Children generally require higher doses (on a milligram per kilogram basis) than adults to achieve similar whole-blood concentrations of tacrolimus. Low dosages are recommended in patients with renal or hepatic dysfunction. Tacrolimus may be given as rescue therapy, but should not be initiated until approximately 24 hours after the discontinuation of cyclosporin.

It is recommended that tacrolimus be taken on an empty stomach to maximise absorption. Trough whole-blood tacrolimus concentrations should be monitored and, generally, should be maintained below 20 μg/L.

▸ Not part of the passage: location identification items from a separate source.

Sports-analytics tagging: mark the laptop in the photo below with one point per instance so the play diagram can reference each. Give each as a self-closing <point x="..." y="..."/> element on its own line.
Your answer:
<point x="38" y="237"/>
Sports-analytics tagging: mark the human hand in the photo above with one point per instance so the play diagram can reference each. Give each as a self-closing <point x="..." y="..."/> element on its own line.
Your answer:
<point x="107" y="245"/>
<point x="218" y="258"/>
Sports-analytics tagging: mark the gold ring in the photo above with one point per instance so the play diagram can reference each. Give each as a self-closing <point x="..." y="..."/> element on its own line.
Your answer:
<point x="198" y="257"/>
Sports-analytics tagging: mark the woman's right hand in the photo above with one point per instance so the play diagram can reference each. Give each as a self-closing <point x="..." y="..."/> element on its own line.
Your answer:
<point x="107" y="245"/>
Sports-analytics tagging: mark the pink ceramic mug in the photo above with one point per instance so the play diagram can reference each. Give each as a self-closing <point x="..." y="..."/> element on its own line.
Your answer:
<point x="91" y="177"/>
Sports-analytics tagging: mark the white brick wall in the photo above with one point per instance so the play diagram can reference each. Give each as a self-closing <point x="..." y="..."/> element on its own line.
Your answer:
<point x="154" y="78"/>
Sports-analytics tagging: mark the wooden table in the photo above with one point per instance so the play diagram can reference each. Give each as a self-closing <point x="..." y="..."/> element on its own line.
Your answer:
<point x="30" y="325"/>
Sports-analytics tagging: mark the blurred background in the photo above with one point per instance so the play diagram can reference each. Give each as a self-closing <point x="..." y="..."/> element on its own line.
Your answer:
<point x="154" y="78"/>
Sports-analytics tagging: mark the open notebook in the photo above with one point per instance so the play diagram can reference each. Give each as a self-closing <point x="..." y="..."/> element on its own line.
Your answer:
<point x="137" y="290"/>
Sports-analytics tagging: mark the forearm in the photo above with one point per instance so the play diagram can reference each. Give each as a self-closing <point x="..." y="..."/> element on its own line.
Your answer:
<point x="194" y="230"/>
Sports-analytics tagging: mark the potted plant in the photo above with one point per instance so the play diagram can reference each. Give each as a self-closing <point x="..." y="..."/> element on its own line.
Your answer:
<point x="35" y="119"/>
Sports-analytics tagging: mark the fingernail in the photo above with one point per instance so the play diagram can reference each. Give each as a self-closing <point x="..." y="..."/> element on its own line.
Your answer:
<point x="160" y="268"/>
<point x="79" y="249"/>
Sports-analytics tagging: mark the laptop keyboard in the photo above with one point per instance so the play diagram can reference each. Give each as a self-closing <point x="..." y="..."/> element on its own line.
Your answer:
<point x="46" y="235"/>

Various sections of the manuscript reviewed by: G. Filler, Division of Nephrology, University of Ottawa, Children’s Hospital of Eastern Ontario, Ottawa, Canada; U. Heeman, Department of Nephrology, University of Essen, Essen, Germany; G. Montagnino, Divisione di Nefrologia e Dialisi, Ospedale Maggiore di Milano, Milano, Italy; J.G. O’Grady, Institute of Liver Studies, King’s College Hospital, London, England; G. Segoloni, Corso Bramante, Divisione di Nefrologia e Dialsi, Turin, Italy; J.P. Squifflet, Saint Luc Hospital, University of Louvain Medical School, Brussels, Belgium.
Data Selection
Sources: Medical literature published in any language since 2000 on tacrolimus, identified using Medline and EMBASE, supplemented by AdisBase (a proprietary database of Adis International). Additional references were identified from the reference lists of published articles. Bibliographical information, including contributory unpublished data, was also requested from the company developing the drug.
Search strategy: Medline search terms were ‘tacrolimus’ or ‘FK-506’ and (‘transplantation’ or ‘graft rejection’ or ‘transplant rejection’). EMBASE search terms were ‘tacrolimus’ and (‘transplantation’ or ‘graft rejection’ or ‘transplant rejection’). AdisBase search terms were ‘tacrolimus’ or ‘FK 506’ and (‘transplantation’ or ‘transplant-rejection’). Searches were last updated 8 May 2003.
Selection: Studies in patients with solid organ transplantation or bone marrow transplantation who received tacrolimus. Inclusion of studies was based mainly on the methods section of the trials. When available, large, well controlled trials with appropriate statistical methodology were preferred. Relevant pharmacodynamic and pharmacokinetic data are also included.
Index terms: Tacrolimus, immunosuppressive therapy, transplantation, graft rejection, pharmacodynamics, pharmacokinetics, therapeutic use.